More good movies…
Written on September 29, 2008
I saw some good movies during the second half of the Love & Anarchy film festival as well. Here’s three.
Possibly the best film I saw during the whole festival was Nicolas Klotz’s Heartbeat detector. The original, and much more evocative title is La question humaine. The movie is about the rhetoric and language of a technical society and its impact on being human, and it does it beautifully, forcefully and with gorgeous detail. Every character, from the confused yet aggressive psychologist protagonist to the melancholy CEO who’s hiw object of study fits perfectly into the larger thesis of the movie, but it still feels like something about real people.
Aleksei Balabanov’s misanthropic Cargo 200 is a kind of anti-nostalgia movie, but maybe that’s obvious from the poster pictured above. I found the poster only now as I googled for pictures for this post. Its a movie set during the perestroika, with a backdrop of dead bodies arriving from the Afghanistan war. The story is straight out of the eXile’s Death Porn section, and features authority figures who are brutish, nasty and deranged. The only character who makes it to the end with everything intact is a young guy in a CCCP t-shirt who never rescues the girl, instead going on to make it rich like a proto- Young Russian.

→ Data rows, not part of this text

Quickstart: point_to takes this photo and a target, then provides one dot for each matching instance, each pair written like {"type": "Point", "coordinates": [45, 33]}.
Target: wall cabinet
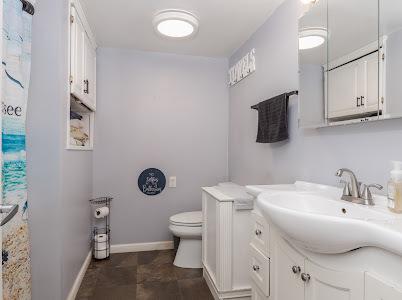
{"type": "Point", "coordinates": [289, 273]}
{"type": "Point", "coordinates": [82, 61]}
{"type": "Point", "coordinates": [82, 82]}
{"type": "Point", "coordinates": [353, 88]}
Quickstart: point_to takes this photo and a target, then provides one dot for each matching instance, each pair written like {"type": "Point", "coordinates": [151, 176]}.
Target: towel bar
{"type": "Point", "coordinates": [292, 93]}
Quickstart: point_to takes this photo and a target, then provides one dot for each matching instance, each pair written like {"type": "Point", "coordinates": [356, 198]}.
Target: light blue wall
{"type": "Point", "coordinates": [312, 155]}
{"type": "Point", "coordinates": [164, 111]}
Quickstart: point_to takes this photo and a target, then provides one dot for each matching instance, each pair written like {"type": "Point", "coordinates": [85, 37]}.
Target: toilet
{"type": "Point", "coordinates": [188, 227]}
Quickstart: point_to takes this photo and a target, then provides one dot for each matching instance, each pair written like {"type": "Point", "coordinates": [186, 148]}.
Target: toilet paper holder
{"type": "Point", "coordinates": [100, 227]}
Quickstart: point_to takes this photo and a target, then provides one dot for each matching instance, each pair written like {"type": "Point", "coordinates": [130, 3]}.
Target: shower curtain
{"type": "Point", "coordinates": [16, 63]}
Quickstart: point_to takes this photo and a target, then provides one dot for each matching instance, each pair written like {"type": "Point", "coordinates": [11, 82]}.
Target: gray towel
{"type": "Point", "coordinates": [273, 120]}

Carlos Reygadas’s Silent Light was as good as I hoped it would be. I’ve rarely seen this kind of self-confiedence with long takes and slowly moving story, but the sheer emotional power of the images is incredible. Its set on a Mennonite community in northern Mexico, and filmed in the strange Mennonite language. I’ve seen many directors described as heirs to Tarkovsky, but this guy is the only one I’ve seen who pulls it off.